Wed, Jul 12, 2006 - Page 12 News List

Longer grace period for extra tax urged

TEN PERCENT MORE Wang Ying-chieh from the General Chamber of Commerce suggested extending the grace period on imposing the tax from one to five years

By Jackie Lin  /  STAFF REPORTER

Businesses might be given a grace period of up to five years before a 10 percent business income tax is levied on their undistributed surplus earnings, according to a consensus reached yesterday by a panel that is preparing for the Conference on Sustaining Taiwan's Economic Development.

The conference is scheduled for July 27 and 28.

Since the unified tax system was adopted in 1998, an additional income tax has been imposed on corporate profits derived from surplus earnings that are not distributed to employees.

However, businesses have been urging the Ministry of Finance to waive the 10-percent tax, saying the regulations were poorly drafted and companies have been unfairly taxed.

According to the ministry, the 10 percent tax scheme is applicable to around 300,000 companies a year and brings in more than NT$20 billion (US$616 million).

The additional income tax has stopped enterprises from helping their well-paid individual shareholders evade taxes and has narrowed the losses under the unified tax system, Minister of Finance Ho Chih-chin (何志欽) said.

When the issue was brought up at the panel meeting yesterday, Minister without Portfolio Ho Mei-yueh's (何美玥) request for a discussion drew a lukewarm response.

Ho Mei-yueh, a former minister of economic affairs, chaired the meeting, which was attended by lawmakers, academics, government officials and business representatives.

The only suggestion came from Wang Ying-chieh (王應傑), representing the General Chamber of Commerce (商業總會), who suggested that the grace period for the additional tax be increased from the current one year to five years.

Chairman Ho's suggestion that his idea be made the preliminary conclusion, subject to discussion at the formal conference, drew no objections from the other attendees.

Ho Chih-chin, who took up the economics portfolio last week, said yesterday was the first time that he had heard of a five-year grace period, but the ministry would carefully evaluate how it would impact the treasury and the nation's overall tax system.

"If the proposal is passed [at the conference], the main problem is that tax revenues of at least NT$100 billion will be deferred for five years," the minister said later.

The government would have to find ways to make up for the budget shortfall, with complementary measures mapped out for taxation officials, Deputy Minister of Finance Lin Tseng-chi (林增吉) said.

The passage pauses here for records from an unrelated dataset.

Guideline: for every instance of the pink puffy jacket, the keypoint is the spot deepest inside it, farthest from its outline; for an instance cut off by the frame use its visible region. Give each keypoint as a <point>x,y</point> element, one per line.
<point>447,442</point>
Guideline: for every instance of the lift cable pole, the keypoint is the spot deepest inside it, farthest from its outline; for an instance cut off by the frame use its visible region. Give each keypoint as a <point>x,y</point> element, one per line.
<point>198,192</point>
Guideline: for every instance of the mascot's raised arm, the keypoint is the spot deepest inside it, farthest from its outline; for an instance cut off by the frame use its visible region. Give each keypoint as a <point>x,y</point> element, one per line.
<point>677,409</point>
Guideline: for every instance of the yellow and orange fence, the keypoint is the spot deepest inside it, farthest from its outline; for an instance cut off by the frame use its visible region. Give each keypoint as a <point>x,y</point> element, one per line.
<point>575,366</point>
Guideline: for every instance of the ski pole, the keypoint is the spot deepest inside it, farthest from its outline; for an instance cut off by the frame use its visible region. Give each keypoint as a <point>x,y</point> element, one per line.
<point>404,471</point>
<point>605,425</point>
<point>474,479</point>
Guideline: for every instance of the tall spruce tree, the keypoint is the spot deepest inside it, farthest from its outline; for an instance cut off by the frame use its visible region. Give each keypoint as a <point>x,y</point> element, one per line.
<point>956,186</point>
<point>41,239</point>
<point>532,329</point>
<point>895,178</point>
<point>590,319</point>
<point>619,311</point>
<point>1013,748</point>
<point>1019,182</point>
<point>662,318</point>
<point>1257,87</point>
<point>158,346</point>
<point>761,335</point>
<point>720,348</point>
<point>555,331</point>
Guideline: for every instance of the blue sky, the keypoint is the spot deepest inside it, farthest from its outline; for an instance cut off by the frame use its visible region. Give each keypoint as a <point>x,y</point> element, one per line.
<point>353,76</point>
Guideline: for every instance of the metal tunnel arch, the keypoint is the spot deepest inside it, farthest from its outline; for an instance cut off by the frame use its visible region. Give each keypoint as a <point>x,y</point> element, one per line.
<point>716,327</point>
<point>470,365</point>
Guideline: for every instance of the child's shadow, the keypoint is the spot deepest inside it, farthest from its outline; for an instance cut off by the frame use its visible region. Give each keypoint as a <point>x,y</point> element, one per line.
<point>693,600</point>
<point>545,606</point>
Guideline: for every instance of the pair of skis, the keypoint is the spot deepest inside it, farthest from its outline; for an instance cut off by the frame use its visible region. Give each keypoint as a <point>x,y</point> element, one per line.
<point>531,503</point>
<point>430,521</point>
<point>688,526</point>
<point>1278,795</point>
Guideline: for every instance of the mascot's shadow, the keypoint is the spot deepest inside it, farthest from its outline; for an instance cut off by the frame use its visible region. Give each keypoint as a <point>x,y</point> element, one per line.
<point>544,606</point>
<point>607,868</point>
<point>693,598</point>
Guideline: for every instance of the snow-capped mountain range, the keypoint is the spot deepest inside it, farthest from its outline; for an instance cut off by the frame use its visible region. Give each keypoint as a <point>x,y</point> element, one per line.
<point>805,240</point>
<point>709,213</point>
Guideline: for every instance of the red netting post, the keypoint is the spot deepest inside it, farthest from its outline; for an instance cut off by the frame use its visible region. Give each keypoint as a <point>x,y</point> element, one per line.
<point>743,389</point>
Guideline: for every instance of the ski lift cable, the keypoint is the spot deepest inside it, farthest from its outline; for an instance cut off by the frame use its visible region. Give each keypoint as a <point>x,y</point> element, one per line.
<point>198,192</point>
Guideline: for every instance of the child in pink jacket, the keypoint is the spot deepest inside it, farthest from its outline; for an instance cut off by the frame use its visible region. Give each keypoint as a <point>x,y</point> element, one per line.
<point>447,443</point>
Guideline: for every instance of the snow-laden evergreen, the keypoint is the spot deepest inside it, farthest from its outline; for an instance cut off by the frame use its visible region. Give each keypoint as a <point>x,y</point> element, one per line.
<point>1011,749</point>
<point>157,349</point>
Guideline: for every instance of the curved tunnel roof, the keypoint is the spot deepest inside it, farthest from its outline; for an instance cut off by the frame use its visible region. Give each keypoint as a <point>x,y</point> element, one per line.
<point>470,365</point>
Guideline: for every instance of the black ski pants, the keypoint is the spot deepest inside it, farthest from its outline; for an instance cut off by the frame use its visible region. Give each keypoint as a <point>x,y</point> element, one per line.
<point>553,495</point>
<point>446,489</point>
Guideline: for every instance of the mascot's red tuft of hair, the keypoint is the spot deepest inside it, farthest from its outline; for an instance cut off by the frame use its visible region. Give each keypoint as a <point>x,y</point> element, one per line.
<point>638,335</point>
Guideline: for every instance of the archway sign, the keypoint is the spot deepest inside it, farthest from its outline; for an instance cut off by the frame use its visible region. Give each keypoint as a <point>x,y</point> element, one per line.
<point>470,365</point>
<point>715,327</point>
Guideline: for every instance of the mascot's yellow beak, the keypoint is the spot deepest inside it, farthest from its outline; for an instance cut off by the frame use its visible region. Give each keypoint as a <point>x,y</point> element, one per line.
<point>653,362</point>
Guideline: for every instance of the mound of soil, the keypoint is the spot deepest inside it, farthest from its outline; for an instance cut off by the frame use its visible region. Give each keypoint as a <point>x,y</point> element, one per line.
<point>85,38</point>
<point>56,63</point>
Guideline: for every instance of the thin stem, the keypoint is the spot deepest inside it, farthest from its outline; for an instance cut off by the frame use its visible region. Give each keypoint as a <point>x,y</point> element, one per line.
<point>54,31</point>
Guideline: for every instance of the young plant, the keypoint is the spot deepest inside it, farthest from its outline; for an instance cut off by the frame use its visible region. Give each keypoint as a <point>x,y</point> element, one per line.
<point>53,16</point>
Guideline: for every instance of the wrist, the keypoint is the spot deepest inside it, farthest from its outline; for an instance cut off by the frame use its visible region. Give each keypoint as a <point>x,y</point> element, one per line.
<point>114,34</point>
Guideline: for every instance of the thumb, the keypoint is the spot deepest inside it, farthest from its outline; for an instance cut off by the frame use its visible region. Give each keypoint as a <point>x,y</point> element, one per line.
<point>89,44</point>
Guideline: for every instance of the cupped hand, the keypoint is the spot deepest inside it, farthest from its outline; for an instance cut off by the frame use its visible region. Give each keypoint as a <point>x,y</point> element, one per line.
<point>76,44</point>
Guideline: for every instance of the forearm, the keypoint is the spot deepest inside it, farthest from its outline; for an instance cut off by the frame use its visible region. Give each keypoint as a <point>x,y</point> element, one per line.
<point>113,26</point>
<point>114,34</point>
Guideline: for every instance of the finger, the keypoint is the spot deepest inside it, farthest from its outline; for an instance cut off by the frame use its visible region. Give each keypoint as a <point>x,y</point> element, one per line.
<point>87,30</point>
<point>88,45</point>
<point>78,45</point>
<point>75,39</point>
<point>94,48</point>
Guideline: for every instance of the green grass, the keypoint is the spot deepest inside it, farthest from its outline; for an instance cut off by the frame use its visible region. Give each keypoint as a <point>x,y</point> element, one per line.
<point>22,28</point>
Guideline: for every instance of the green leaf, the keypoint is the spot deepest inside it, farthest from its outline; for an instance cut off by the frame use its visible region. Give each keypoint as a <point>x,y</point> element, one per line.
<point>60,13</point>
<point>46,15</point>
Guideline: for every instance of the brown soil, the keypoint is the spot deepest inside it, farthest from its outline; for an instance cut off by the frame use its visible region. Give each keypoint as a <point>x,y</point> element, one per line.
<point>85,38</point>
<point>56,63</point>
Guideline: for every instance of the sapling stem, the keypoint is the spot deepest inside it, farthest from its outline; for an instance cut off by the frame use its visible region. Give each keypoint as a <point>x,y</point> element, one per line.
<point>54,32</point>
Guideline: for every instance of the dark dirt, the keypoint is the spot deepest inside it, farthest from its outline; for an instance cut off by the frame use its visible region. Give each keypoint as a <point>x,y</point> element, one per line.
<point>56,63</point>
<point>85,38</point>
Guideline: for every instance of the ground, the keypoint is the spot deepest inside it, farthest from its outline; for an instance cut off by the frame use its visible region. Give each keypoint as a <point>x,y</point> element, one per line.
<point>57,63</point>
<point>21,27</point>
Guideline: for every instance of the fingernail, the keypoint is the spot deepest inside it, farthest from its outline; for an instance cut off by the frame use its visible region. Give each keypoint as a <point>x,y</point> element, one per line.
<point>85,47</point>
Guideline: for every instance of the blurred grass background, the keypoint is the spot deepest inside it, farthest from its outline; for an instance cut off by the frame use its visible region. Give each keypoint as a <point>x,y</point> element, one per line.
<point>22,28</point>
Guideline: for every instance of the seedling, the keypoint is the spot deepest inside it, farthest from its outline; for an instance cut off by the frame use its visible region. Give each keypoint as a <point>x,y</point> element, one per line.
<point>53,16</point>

Participants at yesterday's meeting also agreed that the system of taxing employee bonus shares based on par value should be scrapped when the Statute for Upgrading Industries (促進產業升級條例) expires in 2009.

In a seperate meeting at the ministry, participants concluded that restrictions on auctioning off large parcels of state-owned land should be lifted to boost urban development. The government could also design build-operate-transfer programs to make the best use of state land and boost the state coffers, as was done with the Miramar Garden Taipei hotel, they said.

The restrictions against selling state land were put in place after a bidding scandal erupted in January. When the auction mechanism will be used again depends on the outcome of the economic conference.